The beauty of industrially produced objects lies in its uniformity. For three hundred years the expectation of quality has been associated with machine-produced refinements. Even today, the “high-tech” aesthetic influences design. Even as this industrial aesthetic has dominated design for centuries, a counter movement can be traced back to the late eighteenth century interest in ruins and the late 19th century medievalist revival. The Arts and Crafts movement sprang from the aesthetics of Pre-Raphaelitism . The governing aesthetic in jewelry design remains the industrial. However, there is a significant world-wide reaction the nu-natural in jewelry design. The result is an aesthetic which leaves the imprint of the human hand on the finished work.

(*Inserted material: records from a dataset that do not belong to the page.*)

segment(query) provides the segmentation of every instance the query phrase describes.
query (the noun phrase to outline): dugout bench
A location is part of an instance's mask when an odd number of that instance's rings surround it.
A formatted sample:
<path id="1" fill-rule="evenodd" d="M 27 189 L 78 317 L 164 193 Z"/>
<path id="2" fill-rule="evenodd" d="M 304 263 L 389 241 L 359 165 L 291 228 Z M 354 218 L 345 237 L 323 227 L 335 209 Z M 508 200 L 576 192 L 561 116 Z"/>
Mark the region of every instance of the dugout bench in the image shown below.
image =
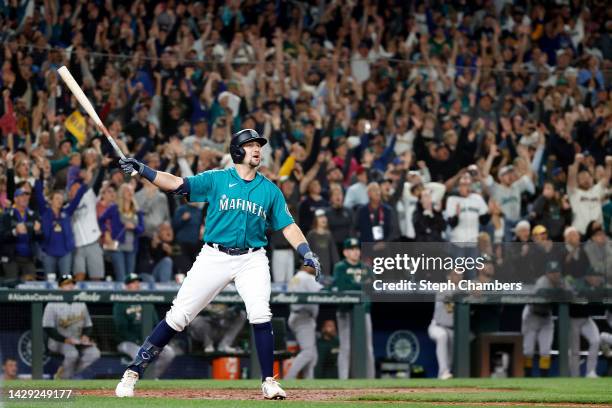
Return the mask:
<path id="1" fill-rule="evenodd" d="M 154 304 L 170 304 L 176 296 L 177 290 L 127 292 L 116 290 L 0 290 L 0 302 L 28 303 L 31 308 L 31 338 L 32 338 L 32 378 L 43 377 L 44 333 L 42 328 L 42 315 L 44 306 L 48 302 L 85 302 L 112 304 L 115 302 L 140 303 L 143 305 L 142 330 L 146 338 L 153 330 Z M 223 291 L 213 303 L 243 303 L 242 298 L 235 291 Z M 365 307 L 362 303 L 362 294 L 358 291 L 318 293 L 272 292 L 271 305 L 291 304 L 325 304 L 352 306 L 352 332 L 351 336 L 351 371 L 357 378 L 366 377 L 365 359 L 362 358 L 365 350 Z M 252 333 L 251 333 L 252 336 Z M 257 360 L 255 344 L 250 342 L 250 377 L 259 378 L 260 369 Z"/>
<path id="2" fill-rule="evenodd" d="M 569 336 L 570 336 L 570 304 L 585 304 L 586 298 L 566 297 L 566 299 L 555 302 L 549 302 L 545 297 L 540 295 L 503 295 L 503 294 L 487 294 L 487 295 L 464 295 L 460 294 L 454 297 L 454 349 L 453 349 L 453 372 L 455 377 L 468 378 L 471 375 L 471 332 L 470 332 L 470 316 L 471 306 L 479 304 L 507 304 L 507 305 L 525 305 L 535 303 L 554 303 L 557 305 L 557 327 L 555 330 L 558 350 L 567 350 L 568 352 L 559 352 L 559 374 L 562 377 L 569 377 Z M 605 291 L 603 297 L 597 301 L 604 306 L 612 305 L 612 290 Z M 522 352 L 522 350 L 521 350 Z M 521 367 L 522 368 L 522 367 Z"/>

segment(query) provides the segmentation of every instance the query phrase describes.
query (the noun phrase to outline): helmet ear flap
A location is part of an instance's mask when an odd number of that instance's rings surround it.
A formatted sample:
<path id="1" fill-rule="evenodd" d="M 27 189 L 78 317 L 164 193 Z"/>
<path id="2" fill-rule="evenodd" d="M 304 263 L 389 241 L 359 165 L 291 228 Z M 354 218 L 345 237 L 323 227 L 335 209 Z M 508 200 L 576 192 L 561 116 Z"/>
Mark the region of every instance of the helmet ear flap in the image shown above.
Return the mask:
<path id="1" fill-rule="evenodd" d="M 230 155 L 234 164 L 240 164 L 246 156 L 246 151 L 242 146 L 230 145 Z"/>

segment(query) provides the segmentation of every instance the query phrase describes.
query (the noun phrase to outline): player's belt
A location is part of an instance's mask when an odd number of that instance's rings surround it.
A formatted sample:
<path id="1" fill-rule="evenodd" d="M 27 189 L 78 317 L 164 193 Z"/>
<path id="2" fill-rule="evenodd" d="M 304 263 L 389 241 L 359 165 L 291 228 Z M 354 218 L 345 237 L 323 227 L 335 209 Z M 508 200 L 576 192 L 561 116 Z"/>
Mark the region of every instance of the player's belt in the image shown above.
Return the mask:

Kiff Slemmons, a Chicago artist-jeweler, wonders about imperfection and its impact on art in an essay that appears in Metalsmith Magazine (Vol 28, No 1, pp 26-29).

"The beauty of imperfection, its pull on our conscious as well as sensual engagement, is not always recognized for its positive attributes. This is particularly true in the more narrowly defined realm of craft, where perfection is the ultimate achievement. But sometimes the most perfectly executed object lack vitality and their impact ends quickly after this acknowledgment….

"Imperfection can offer openness; in a way, whereas perfection can sometimes be closed and frozen in place. Imperfection can certain energy—can make for flow. Perhaps imperfection is most obvious and easily understood in outsider or folk art, in which the expressive qualities are spontaneous and immediate."